Congressistas merecem elogio por aprovar imposto sobre refrigerantes – 18/12/2024 – Drauzio Varella

Pela primeira vez na história da humanidade criamos uma geração de crianças que se negam a beber água. Matam a sede com refrigerantes e sucos cheios de açúcar.

O caso dos refrigerantes é mais grave, porque muitos contém cafeína e outras substâncias capazes de provocar crises de abstinência. Acha exagero da minha parte, prezada leitora? Pergunte para um adolescente que toma diariamente o refrigerante mais popular se é fácil ficar livre dele. Pergunte para uma pessoa adulta acostumada a tomar uma latinha nas refeições se consegue substituí-la por um copo de água.

Os refrigerantes tomaram conta das mesas e das geladeiras das famílias. Embora sejam consumidos em todas as classes sociais, nas populações pobres o estrago é mais perverso, já que muitos deixam de comprar alimentos essenciais para gastar com produtos de valor nutritivo zero.

A natureza do trabalho que faço tem me levado a cidadezinhas distantes, em que vivem comunidades desassistidas e nas quais você não consegue encontrar cenoura, tomate ou um pé de alface, mas os refrigerantes estão disponíveis em qualquer vendinha ou botequim de beira de estrada.

Num povoado do Alto Rio Negro, vi um barco-gaiola descarregar tantas garrafas pet de refrigerantes tamanho família que os pacotes com uma dúzia formavam uma pilha de mais de um metro de altura por dez de comprimento. Quando perguntei para o barqueiro quanto tempo levavam para consumir aquele carregamento, respondeu: “Menos de um mês”.

O sucesso se deve às quantidades absurdas de açúcar presentes na maior parte deles: sete colheres de chá em cada latinha. Mas esse não é o único problema. A indústria acrescenta flavorizantes e inúmeros aditivos que lhes conferem gosto particular e estabilidade para durar meses nas prateleiras.
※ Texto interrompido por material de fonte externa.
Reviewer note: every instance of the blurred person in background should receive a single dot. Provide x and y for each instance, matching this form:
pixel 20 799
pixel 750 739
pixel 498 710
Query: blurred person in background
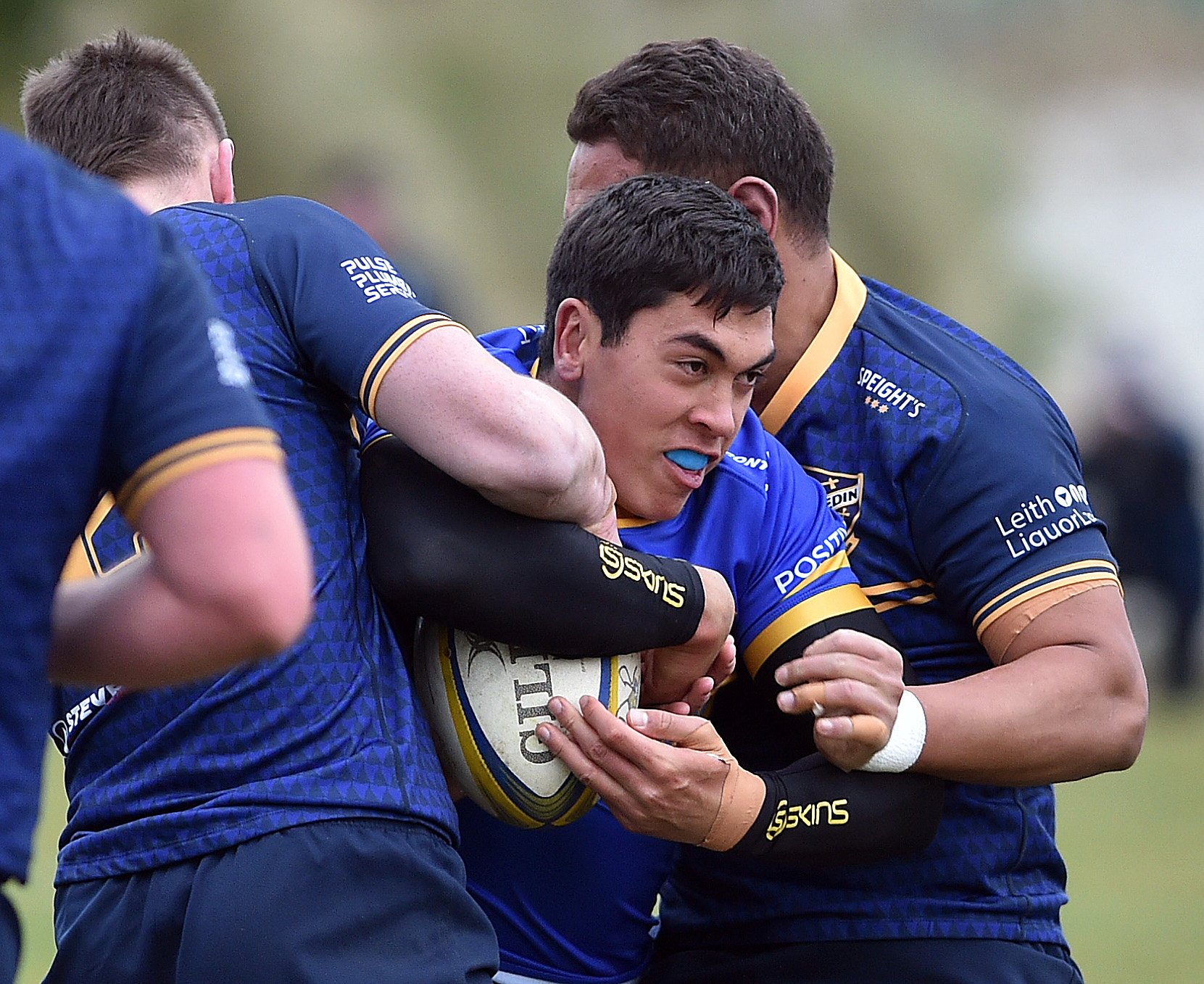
pixel 1142 471
pixel 296 811
pixel 969 528
pixel 117 373
pixel 359 191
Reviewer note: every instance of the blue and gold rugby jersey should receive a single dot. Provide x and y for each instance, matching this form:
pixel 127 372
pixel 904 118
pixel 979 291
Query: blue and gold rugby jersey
pixel 961 487
pixel 109 380
pixel 575 904
pixel 329 728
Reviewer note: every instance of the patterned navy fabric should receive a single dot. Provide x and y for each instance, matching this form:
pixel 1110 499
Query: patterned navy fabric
pixel 961 486
pixel 105 364
pixel 329 728
pixel 755 519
Os que recebem o rótulo de diet, zero ou light talvez sejam ainda mais perniciosos.

A literatura médica tem mostrado que esse consumo não é inócuo. Ele está associado a cáries e outras afecções dentárias, excesso de peso, aumento do risco de incapacitação e morte por doenças cardiovasculares, hipertensão arterial, diabetes, vários tipos de câncer e, principalmente, obesidade, condição que se dissemina feito epidemia em países ricos e pobres.

Estudos realizados no Brasil mostram que eles e outras bebidas açucaradas são responsáveis por 13 mil óbitos anuais e mais de 20% dos casos de sobrepeso e obesidade infantil, condições que afetam 2,9 milhões das nossas crianças. Na minha infância eram raras as crianças com obesidade, hoje estão em toda parte.

As estimativas são de que o SUS gaste R$ 3 bilhões anuais com o tratamento dos problemas de saúde provocados por bebidas açucaradas.

Razões como essas levaram 81 países a tributar bebidas com excesso de açúcar, providência oficialmente recomendada pela Organização Mundial da Saúde (OMS) e pelo Banco Mundial.

O Parlamento brasileiro acaba de aprovar o projeto de lei que propõe o aumento de impostos sobre refrigerantes, o que, ao lado de outros produtos nocivos à saúde, como cigarro e bebidas alcoólicas, ficou conhecido como “imposto do pecado”. Uma pesquisa do Datafolha realizada em 2023 havia revelado que 94% dos brasileiros eram favoráveis a ele.

Não foi fácil resistir ao lobby da indústria e dos políticos ligados a ela, que pressionaram para evitar o imposto. Para conseguir aprovar o texto na Câmara, depois de ter passado pelo Senado, houve intensa mobilização, que reuniu pesquisadores, professores universitários, associações médicas mais representativas e organizações da sociedade que publicaram um manifesto assinado por especialistas brasileiros e internacionais. O tema deu origem a um editorial da Folha em defesa da taxação.

Na última segunda-feira (16), a Câmara dos Deputados finalmente aprovou o projeto. Tão criticados pela população, os deputados e senadores responsáveis pela aprovação merecem elogios. Representantes do povo são eleitos para defender os interesses da sociedade, sobretudo quando afetam a saúde pública.

A questão dos alimentos ultraprocessados precisa ser considerada prioridade. As doenças causadas pelo consumo desses produtos que nossas avós não consideravam comida aumentam o risco de condições crônicas que constituem as principais causas de morte entre nós: obesidade, doenças cardiovasculares e câncer.